Having his work shown on the runway wasn’t always his dream though. After high school, Sfiso wanted to study micro-biology but life redirected him to fashion school in 2012.

“I had no idea that this would be the route I take… but somehow I found myself here. It only made sense to me like two months ago when I visited my grandmother’s house and I saw that she had a sewing machine, so I was like ‘maybe this is where the skill comes from’.”

“It’s not me, it’s just a gift that has been passed down and I’m just the one who seems to be actualising it but it’s not mine,” he says, giggling.

The KwaZulu-Natal-born designer first worked at House of Olay and he says that being a part of SA fashion week joins his contribution to Lagos fashion week in 2021 in the list of his proudest achievements in his career.

In the show that followed, Michael Ludwig took over the runway with a “psychological analysis of the ego which interprets your conscious and unconscious mind and it’s responsible for the self-image and the reality of what you perceive”.

His colourful range was all about “self-acceptance and finally coming to terms with the woes and niceties of your personality and who you are”.

With every garment of his that showed, a chapter of a story unfolded until it all came together with a tail-ending kimono robe.

This being his third SA fashion week show, he made sure to challenge the norms of modelling by bringing in a full-figured woman.

“A lot of my clients are plus-size and curvaceous and they love their bodies so that was missing from my runway [last year] so this eason I wanted to consciously incorporate that on the runway. The garment that she’s wearing is a one-size-fits-all so even if you go from skinny to big, back to skinny, the garment will still be there for you.”

As Drum walked around asking guests what their favourite range from the whole night was, Thula Sindi and Palesa Mantsho’s made it to most of the mentions. Befitting to end the show on a high note, Palesa shut down the show instead.

Read More | ‘People should expect me’ – Enhle Mbali on creating an extension of herself for SA fashion week

Introducing her range with a theatrical set-up, Maleh serenaded the crowd with her soothing songs from the beginning to the end when Palesa took to the ‘throne’ on stage with a bouquet of flowers.

The inspiration behind it all was “women”.

“Women, for me, are always at the centre of my inspiration; what we are capable of, the fact that I can do it and I’m realizing more and more that I was built to do it all.”

For her, fashion designing is neither a hobby nor a career, it is a “bloodline thing, it is in my lineage” because she is from a family of creatives. In fact, she works with graphic designer brother to pull of the “sick” designs that she does.

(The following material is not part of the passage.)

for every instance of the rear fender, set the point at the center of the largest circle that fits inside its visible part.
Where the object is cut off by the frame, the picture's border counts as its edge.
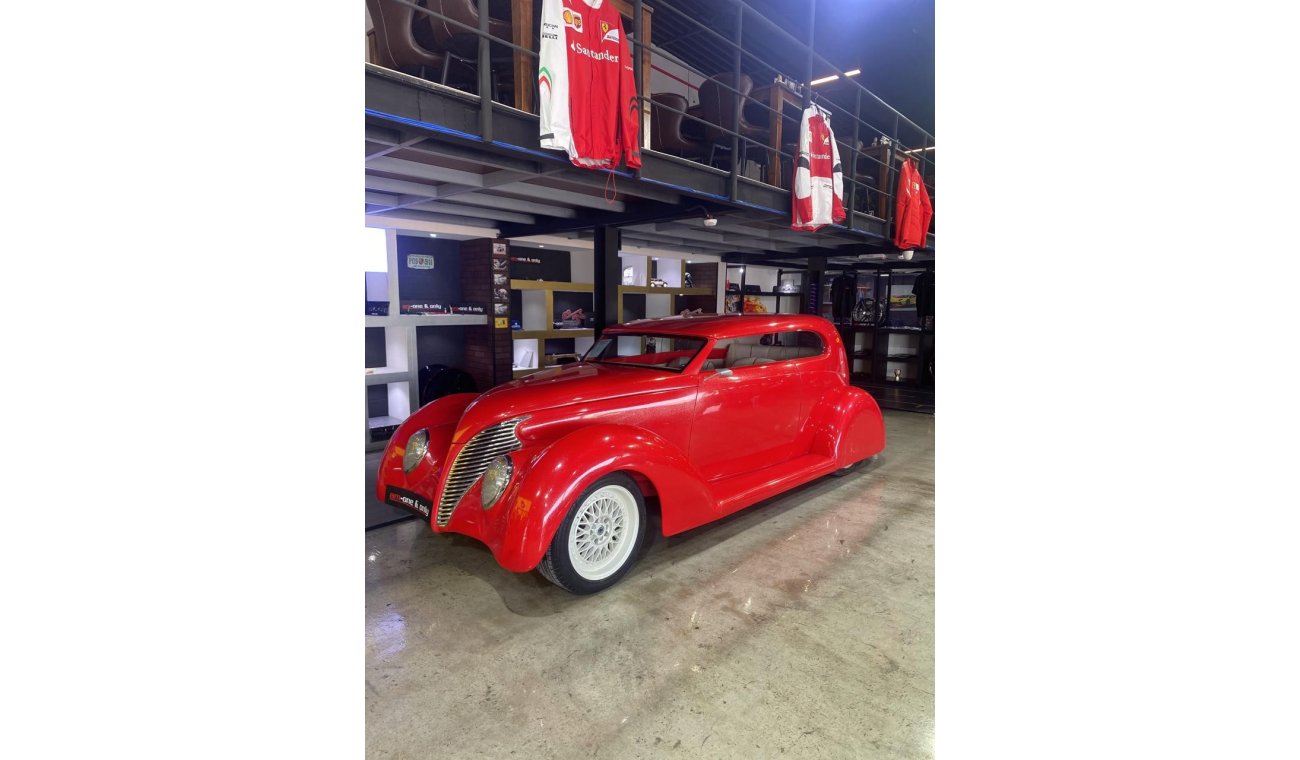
(560, 473)
(848, 426)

“There is lots of layering, there is lots of attention to detail, intricacy, commitment to form and there is showmanship – we create a show and then we think ‘okay, how do we present it, how do we want them (clothes) to feel, how do we want the room to feel? What is the intention?’,” the legendary designer describes what went into the making of her contribution to the fashion week.

In attendance were the likes of Blue Mbombo, singer Bucie, Sipho Ndlovu and Rami Chuene. The fashion week extravaganza will have its last shows on the runway on Saturday, 22 April 2023.